Uma das condições que tivemos que observar para ter nosso produto aprovado para o mercado europeu foi a seguinte : todo entreposto ou unidade processadora de mel que consolida vários lotes para a formação de um lote a ser exportado para a União Européia tem que operar em consonância com alguns princípios sanitários determinados que incluem os conceitos de rastreabilidade, higiene e segurança alimentar. Assim, as empresas exportadoras de mel (que na maioria são entrepostos) compram a matéria prima de centenas de apicultores e cooperativas e a beneficiam utilizando sistemas de qualidade que respeitam esses princípios.
O embargo de 2006 deitou raízes na burocracia do Mapa. A preocupação com a qualidade do mel que produzimos alcançou, nesse âmbito, proporções que nem o mais meticuloso dos alemães conseguiria imaginar. Desde de 2008, além dos entrepostos terem que estar em conformidade com as regras sanitárias acima descritas, o MAPA resolveu que para todos os embarques destinados à União Européia, o mel deveria provir de casas de mel inspecionadas e aprovadas pelo SIF - Serviço de Inspeção Federal. Casas de mel são pequenos estabelecimentos (muitas vezes apenas um galpão coberto) aonde os apicultores fazem a extração primária do mel, retirando o mesmo dos favos através de centrífugas e envasando-o em tambores que depois serão vendidos aos entrepostos. O problema é que o número de casas de mel existentes no Brasil, que atendem a milhares e milhares de pequenos produtores, é inversamente proporcional ao número de fiscais do SIF disponíveis para visitá-las, inspecioná-las e aprová-las (ou não). Eu fiz uma conta que a grosso modo resultou que o Governo levaria mais de cem anos para inspecionar somente as principais casas de mel existentes no Brasil haja vista o número de fiscais disponíveis para esse segmento. Disso resultou o que chamamos no mercado de "auto-embargo". Ou seja, indo muito além do que nossos clientes pediram (os europeus), decidimos exigir coisas que eles nem sonham pois sabem que é inviável. Para deixar uma casa de mel de acordo com o padrão SIF é necessário um investimento que na maioria das vezes não é factível para o pequeno produtor, mesmo que em regime associativo. Por causa desse auto-embargo, mais uma vez o setor privado está amargando prejuízos pois deixamos de vender para a Europa (que paga preços maiores) para ter que vender para os EUA, o que tem representado perdas de até 20% na rentabilidade das operações. Deixamos de vender para a Europa porque há pouquíssimas casas de mel que já tiveram a sorte de receber a visita dos fiscais do SIF e serem aprovadas.
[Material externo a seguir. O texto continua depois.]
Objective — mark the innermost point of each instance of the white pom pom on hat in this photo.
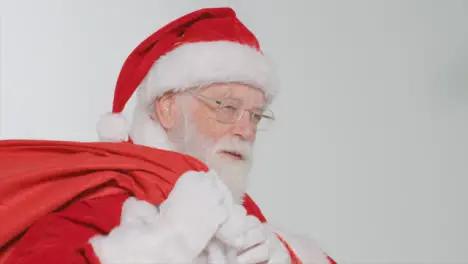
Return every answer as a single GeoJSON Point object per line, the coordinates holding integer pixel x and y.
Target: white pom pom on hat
{"type": "Point", "coordinates": [113, 128]}
{"type": "Point", "coordinates": [210, 45]}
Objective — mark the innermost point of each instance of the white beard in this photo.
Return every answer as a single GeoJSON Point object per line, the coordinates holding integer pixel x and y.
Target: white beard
{"type": "Point", "coordinates": [233, 173]}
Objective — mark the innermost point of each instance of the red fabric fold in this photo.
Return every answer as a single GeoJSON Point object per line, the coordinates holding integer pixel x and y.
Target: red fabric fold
{"type": "Point", "coordinates": [38, 177]}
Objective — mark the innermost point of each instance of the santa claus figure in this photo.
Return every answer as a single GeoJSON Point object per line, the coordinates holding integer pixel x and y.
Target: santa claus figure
{"type": "Point", "coordinates": [170, 186]}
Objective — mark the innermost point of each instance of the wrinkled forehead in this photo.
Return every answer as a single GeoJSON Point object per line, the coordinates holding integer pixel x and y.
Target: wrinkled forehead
{"type": "Point", "coordinates": [250, 95]}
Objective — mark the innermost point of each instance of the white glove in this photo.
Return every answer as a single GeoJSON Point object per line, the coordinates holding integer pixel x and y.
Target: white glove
{"type": "Point", "coordinates": [177, 233]}
{"type": "Point", "coordinates": [250, 241]}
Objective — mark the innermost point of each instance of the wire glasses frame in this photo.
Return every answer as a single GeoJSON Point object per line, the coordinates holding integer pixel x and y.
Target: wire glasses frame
{"type": "Point", "coordinates": [231, 110]}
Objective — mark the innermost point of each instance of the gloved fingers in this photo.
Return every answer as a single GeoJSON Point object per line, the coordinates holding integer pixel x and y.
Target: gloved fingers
{"type": "Point", "coordinates": [257, 254]}
{"type": "Point", "coordinates": [253, 237]}
{"type": "Point", "coordinates": [234, 226]}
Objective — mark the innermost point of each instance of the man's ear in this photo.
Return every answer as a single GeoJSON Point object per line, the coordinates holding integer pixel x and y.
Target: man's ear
{"type": "Point", "coordinates": [166, 110]}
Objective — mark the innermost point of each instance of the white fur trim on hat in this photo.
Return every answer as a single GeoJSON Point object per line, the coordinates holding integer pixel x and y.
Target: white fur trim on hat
{"type": "Point", "coordinates": [113, 128]}
{"type": "Point", "coordinates": [193, 65]}
{"type": "Point", "coordinates": [201, 63]}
Como se isso não bastasse, o MAPA em seu trabalho de revisão do RIISPOA, recusou os argumentos do setor privado quanto à desnecessidade da exigência de enquadramento das casas de méis no padrão SIF e foi além : segundo a nova versão deste regulamento, esta exigência passará a valer para todos os países para os quais o Brasil exporta. A criatividade governamental é realmente estupenda. Estamos prestes a ampliar o auto-embargo para todos os países. Eu gostaria de saber o que o MAPA sugere que façamos com a nossa produção de mel... Quem sabe o Governo poderia comprar toda a produção e criar uma Bolsa Colméia ou um programa novo chamado Vida Doce ou coisa parecida.
Se o novo RIISPOA for ratificado pelo Presidente Lula, estaremos perto do fim do mercado formal de mel no Brasil. Ou será que o Governo vai disponibilizar 10 mil fiscais para trabalhar em todo o Brasil na qualificação das casas de mel ? ISSO É UM ABSURDO.
O MAPA está sendo mais realista que o rei. O problema é que o rei ainda não sabe.